In questi giorni di polemiche tra fantasmi – quelli di Ingrao e Berlinguer da una parte, e quelli dell’Anpi, dall’altra – continuo a ripensare a quel mio amico di Genova che una ventina di anni fa progettava di girare un video identico a Thriller di Michael Jackson, ma sulla musica di Per i morti di Reggio Emilia di Fausto Amodei (poi rifatta dagli Stormy Six, da Milva e, ovviamente, dai Modena City Ramblers). A rileggere quel testo, oggi, ci si rende conto che al posto dei nomi dei poveri Ovidio Franchi, Afro Tondelli, Marino Serri, Duccio Galimberti, Reverberi e Farioli e dei sette fratelli Cervi («papà Cervi purtroppo è morto», Bertinotti avvisò Berlusconi che si era detto felice di incontrarlo) potrebbero tranquillamente esserci quelli evocati oggi. Ancora una volta, ai morti viene intimato, come in una seduta spiritica, ma con le lacrime agli occhi e i pugni chiusi, di uscire «dalla fossa a cantar con noi Bandiera rossa».
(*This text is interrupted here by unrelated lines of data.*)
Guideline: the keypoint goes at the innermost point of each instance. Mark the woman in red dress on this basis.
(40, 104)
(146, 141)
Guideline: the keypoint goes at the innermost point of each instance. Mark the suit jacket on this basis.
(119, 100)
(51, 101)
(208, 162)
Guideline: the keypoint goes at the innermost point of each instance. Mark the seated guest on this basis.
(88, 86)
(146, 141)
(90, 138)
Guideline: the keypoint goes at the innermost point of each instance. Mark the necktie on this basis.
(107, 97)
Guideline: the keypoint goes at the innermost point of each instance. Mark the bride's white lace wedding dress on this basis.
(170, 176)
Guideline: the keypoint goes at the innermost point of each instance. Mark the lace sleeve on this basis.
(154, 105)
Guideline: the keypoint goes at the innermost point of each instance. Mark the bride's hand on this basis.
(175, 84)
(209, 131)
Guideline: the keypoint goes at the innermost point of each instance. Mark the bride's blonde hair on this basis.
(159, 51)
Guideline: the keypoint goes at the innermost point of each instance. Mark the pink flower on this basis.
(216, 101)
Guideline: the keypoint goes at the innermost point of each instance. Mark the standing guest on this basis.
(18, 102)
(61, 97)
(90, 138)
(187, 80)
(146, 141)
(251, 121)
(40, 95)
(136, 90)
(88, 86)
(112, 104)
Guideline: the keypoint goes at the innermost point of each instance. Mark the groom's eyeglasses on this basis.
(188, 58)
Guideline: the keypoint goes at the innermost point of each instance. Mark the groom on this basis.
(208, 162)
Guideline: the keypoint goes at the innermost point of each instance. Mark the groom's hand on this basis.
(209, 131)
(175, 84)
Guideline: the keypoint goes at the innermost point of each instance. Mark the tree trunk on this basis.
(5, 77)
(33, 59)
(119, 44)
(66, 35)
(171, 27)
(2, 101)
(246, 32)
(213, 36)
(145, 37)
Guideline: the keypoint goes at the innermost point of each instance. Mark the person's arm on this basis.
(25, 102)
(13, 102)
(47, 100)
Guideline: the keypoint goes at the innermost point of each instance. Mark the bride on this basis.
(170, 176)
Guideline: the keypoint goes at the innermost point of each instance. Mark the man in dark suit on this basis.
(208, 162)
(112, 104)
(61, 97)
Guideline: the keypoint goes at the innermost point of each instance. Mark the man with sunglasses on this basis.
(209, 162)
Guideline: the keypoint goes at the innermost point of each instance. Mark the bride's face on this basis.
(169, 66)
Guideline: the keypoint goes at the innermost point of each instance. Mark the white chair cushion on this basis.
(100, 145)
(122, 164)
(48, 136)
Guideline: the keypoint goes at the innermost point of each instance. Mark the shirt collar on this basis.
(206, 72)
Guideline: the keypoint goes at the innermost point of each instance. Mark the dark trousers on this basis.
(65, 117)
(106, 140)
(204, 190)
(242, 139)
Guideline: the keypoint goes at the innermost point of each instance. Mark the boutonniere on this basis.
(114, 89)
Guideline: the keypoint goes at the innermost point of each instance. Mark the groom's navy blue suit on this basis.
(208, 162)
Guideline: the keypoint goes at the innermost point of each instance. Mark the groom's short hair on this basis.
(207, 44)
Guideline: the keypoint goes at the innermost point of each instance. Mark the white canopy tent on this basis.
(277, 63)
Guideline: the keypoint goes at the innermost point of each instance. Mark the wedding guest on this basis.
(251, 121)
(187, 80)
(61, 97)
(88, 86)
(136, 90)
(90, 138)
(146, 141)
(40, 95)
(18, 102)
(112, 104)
Non ho nulla contro l’Anpi, ho pure fatto un libro di cui vado piuttosto orgoglioso con l’Anpi. Si intitola Io sono l’ultimo e raccoglie un centinaio di lettere in cui partigiani e partigiane – quelli ancora in vita sono qualche migliaio, purtroppo – raccontano un episodio della loro gioventù, che non è la mia e neppure quella dei 115 mila iscritti all’Anpi catalogati come «anti fascisti» e animati anche – non solo – dal desiderio, legittimo ma malinconico, di riscaldare il proprio mediocre presente al fuoco di un’epoca che non hanno vissuto. Si dice sempre – è diventato ormai un proverbio – che bisogna imparare dal passato. Ma se il presente conosce il passato, il passato non può sapere nulla del presente. Non è dunque in grado di giudicarlo né di dare consigli. Estorcerli a forza non è affatto gentile. La prima cosa che bisogna imparare dal passato, è che siamo vivi adesso, una volta per uno.